Willard Bartlett (October 14, 1846 – January 17, 1925) was an American jurist. He was Chief Judge of the New York Court of Appeals.
Bartlett was born in Uxbridge, Massachusetts, the son of William Osborne Bartlett and Agnes E. H. Willard. His brother was Congressman Franklin Bartlett. He graduated B.A. from Columbia College, and LL.B. from New York University in 1868. He practiced law in partnership with Elihu Root from 1869 until his election to the bench.
On October 26, 1870, he married Mary Fairbanks Buffum. From 1871 to 1873, he was a drama critic for the old New York Sun, and later wrote editorials on legal topics and book reviews for this paper.

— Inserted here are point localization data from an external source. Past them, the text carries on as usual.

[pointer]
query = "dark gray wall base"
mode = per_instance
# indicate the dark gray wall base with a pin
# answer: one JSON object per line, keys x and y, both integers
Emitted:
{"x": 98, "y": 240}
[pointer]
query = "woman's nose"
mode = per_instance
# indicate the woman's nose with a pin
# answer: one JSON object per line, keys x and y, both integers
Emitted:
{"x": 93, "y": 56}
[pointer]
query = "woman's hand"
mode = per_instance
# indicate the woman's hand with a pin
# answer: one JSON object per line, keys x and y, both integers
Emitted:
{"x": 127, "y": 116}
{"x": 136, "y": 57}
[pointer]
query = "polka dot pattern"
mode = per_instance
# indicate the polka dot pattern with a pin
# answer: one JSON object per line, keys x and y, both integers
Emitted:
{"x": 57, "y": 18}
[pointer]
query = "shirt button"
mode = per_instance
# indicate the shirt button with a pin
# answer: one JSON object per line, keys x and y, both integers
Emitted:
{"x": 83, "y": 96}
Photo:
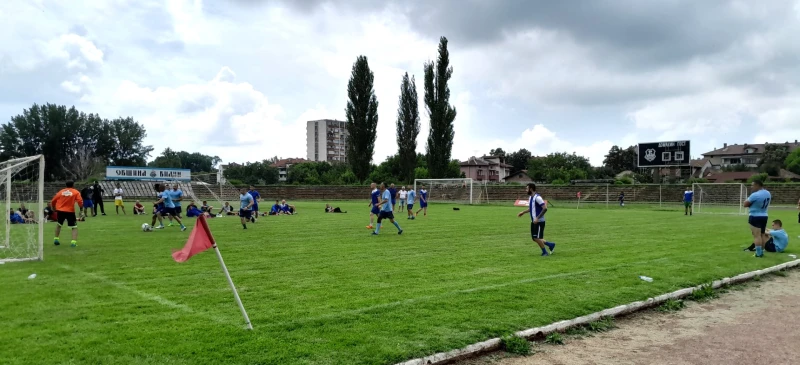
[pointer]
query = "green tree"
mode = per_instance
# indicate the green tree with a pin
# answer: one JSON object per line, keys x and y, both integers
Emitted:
{"x": 619, "y": 159}
{"x": 792, "y": 161}
{"x": 362, "y": 118}
{"x": 519, "y": 159}
{"x": 773, "y": 159}
{"x": 440, "y": 112}
{"x": 407, "y": 128}
{"x": 63, "y": 134}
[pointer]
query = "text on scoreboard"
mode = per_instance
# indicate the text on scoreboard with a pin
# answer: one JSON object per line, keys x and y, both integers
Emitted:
{"x": 147, "y": 173}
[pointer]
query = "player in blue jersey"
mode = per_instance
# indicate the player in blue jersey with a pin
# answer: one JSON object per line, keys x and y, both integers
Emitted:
{"x": 423, "y": 201}
{"x": 246, "y": 203}
{"x": 758, "y": 202}
{"x": 256, "y": 198}
{"x": 688, "y": 197}
{"x": 537, "y": 207}
{"x": 386, "y": 211}
{"x": 410, "y": 199}
{"x": 169, "y": 206}
{"x": 373, "y": 203}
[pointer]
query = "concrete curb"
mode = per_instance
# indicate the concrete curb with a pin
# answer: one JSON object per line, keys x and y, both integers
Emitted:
{"x": 495, "y": 344}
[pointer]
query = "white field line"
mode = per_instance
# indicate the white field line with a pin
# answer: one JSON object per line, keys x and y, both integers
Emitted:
{"x": 495, "y": 343}
{"x": 142, "y": 294}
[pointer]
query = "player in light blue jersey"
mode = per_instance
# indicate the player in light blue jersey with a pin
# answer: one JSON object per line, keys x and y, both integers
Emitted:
{"x": 375, "y": 210}
{"x": 246, "y": 202}
{"x": 537, "y": 207}
{"x": 410, "y": 199}
{"x": 688, "y": 197}
{"x": 387, "y": 211}
{"x": 758, "y": 202}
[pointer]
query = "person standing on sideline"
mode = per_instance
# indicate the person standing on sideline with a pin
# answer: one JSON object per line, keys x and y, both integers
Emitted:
{"x": 423, "y": 201}
{"x": 393, "y": 193}
{"x": 410, "y": 203}
{"x": 373, "y": 203}
{"x": 245, "y": 204}
{"x": 64, "y": 203}
{"x": 402, "y": 194}
{"x": 386, "y": 211}
{"x": 118, "y": 199}
{"x": 97, "y": 198}
{"x": 688, "y": 197}
{"x": 758, "y": 202}
{"x": 256, "y": 198}
{"x": 537, "y": 207}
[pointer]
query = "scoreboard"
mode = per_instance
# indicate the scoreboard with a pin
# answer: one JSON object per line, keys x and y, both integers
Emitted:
{"x": 663, "y": 154}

He was a justice of the New York Supreme Court (2nd D.) from 1884 to 1907. From 1887 on, he sat on the General Term (First Dept.) and, after the re-organization of the court system by the State Constitution of 1894, on the Appellate Division, 2nd Dept. from 1896 to 1907. In January 1906, he was designated to the Court of Appeals under the Amendment of 1899.
In November 1907, he was elected on the Republican and Democratic tickets to a 14-year term as judge of the New York Court of Appeals, and was Chief Judge from 1914 to 1916, elected in November 1913 on the Democratic ticket. He retired from the bench when he reached the constitutional age limit of 70 years, and resumed his law practice with Elihu Root. He was elected a Fellow of the American Academy of Arts and Sciences in 1918.